Rani, 35, screamed on Saturday as she watched a display of advanced equipment for cleaning sewer lines and sewage tanks.
“My husband would not have died had these been available a month ago,” the mother of three said, holding her two-and-a-half-year-old daughter Suman tight in her arms.
Rani, whose husband Anil died on September 14 while cleaning a sewer tank in Dabri, Delhi, was at the India Sanitation Forum, an exhibition held by the Safai Karamchari Andolan, an organisation fighting for the eradication of manual scavenging.
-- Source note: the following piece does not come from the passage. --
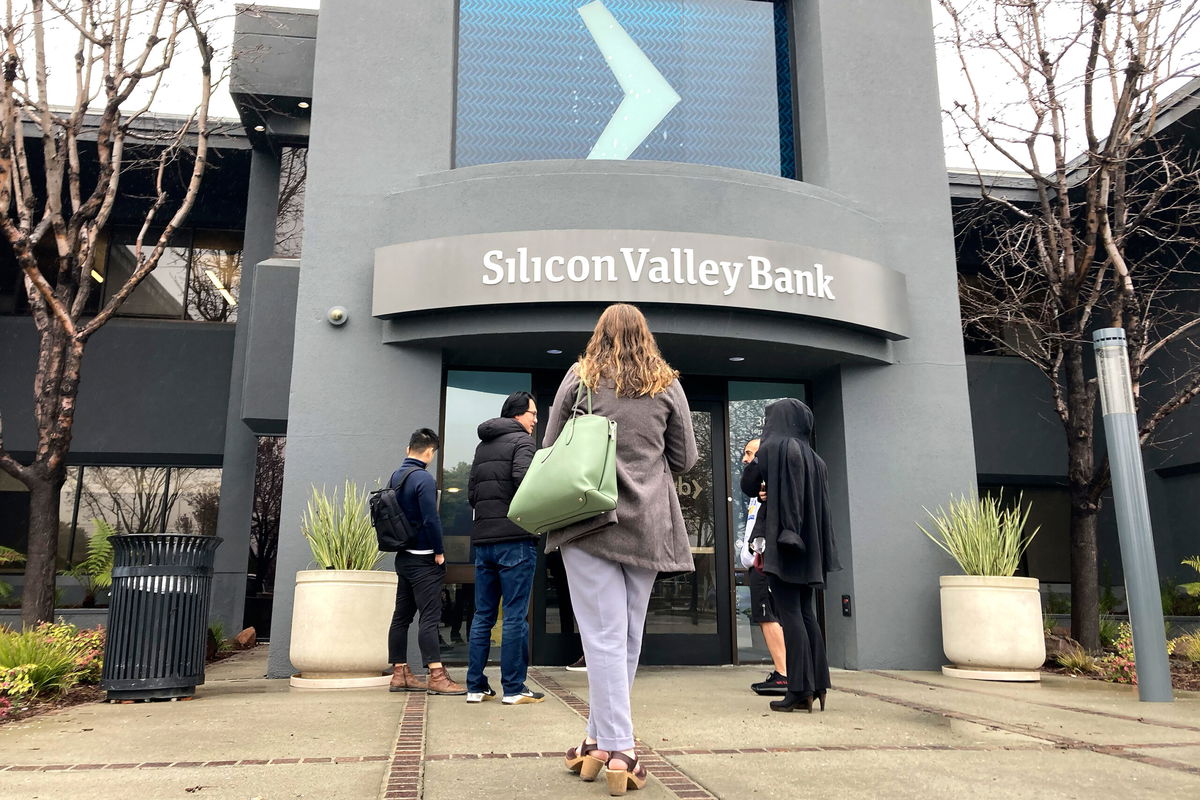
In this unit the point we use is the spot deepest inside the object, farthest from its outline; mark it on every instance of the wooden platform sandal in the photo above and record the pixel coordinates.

On display were a robotic scavenger — an automaton capable of going down a manhole to do the job of a manual scavenger — sewer croc, gas monitor and a sludge-clearing machine called Sepoy.
Rani is yet to receive any government assistance since the death of Anil, 40, although the Supreme Court had ruled in 2014 that the government must pay Rs 10 lakh to the family of any manual scavenger who dies on the job.
Barely a week before Anil’s death, Rani had lost her youngest — a four-month-old baby — to fever. She is now struggling to sustain herself and her three surviving children. Son Gourav studies in Class III at a local school while seven-year-old Laxmi goes to an anganwadi centre.
“I work as a domestic help but earn too little,” she said.
Ordinary people have helped where the government hasn’t – pitching in with Rs 2 lakh in donations for Rani, collected by civil society groups.
Andolan national convener Bezwada Wilson said the organisation had submitted a memorandum demanding immediate compensation and a job for Rani.
Teams of veteran and budding engineers displayed the equipment at Saturday’s event.
The sewer croc can enter sewer lines to clear any blockages. It costs between Rs 1.8 lakh and Rs 2.3 lakh depending on size. The gas monitor helps detect any harmful gas inside sewage tanks, said Balakrishnan K., member of a group of retired engineers from Hindustan Aeronautics Ltd who have developed the croc and the monitor.
A group of young engineers from Kerala developed the robotic scavenger to try and prevent the deaths of manual scavengers, said Nikhil K.P., a member of the group. Eleven people died in Delhi and Chhattisgarh last month cleaning sewers.
A group of students from IIT Madras designed the Sepoy, a product prototype that can clean the sludge from septic tanks. The final product will be developed in a year, said Ajay Raj, one of the students.
“We want the state governments to adopt these technologically advanced products and engage women to operate them. The Telangana government has agreed,” Wilson said.
He highlighted how Parliament had banned manual scavenging in 1993 and passed a law in 2013 prescribing up to a year’s jail and/or a fine of Rs 50,000 for anyone who hires manual scavengers. No one has been convicted under this law.
Cleaners hired by state governments and civic bodies and given safety equipment like gas masks don’t come under the definition of manual scavenger.
Most of the deaths occur during unprotected scavenging jobs inside septic tanks at private residences.The Supreme Court judgment had directed governments to identify manual scavengers and rehabilitate them with alternative jobs after imparting skills training.
A survey by the National Safai Karamcharis Finance and Development Corporation this year found 20,000 manual scavengers in the country.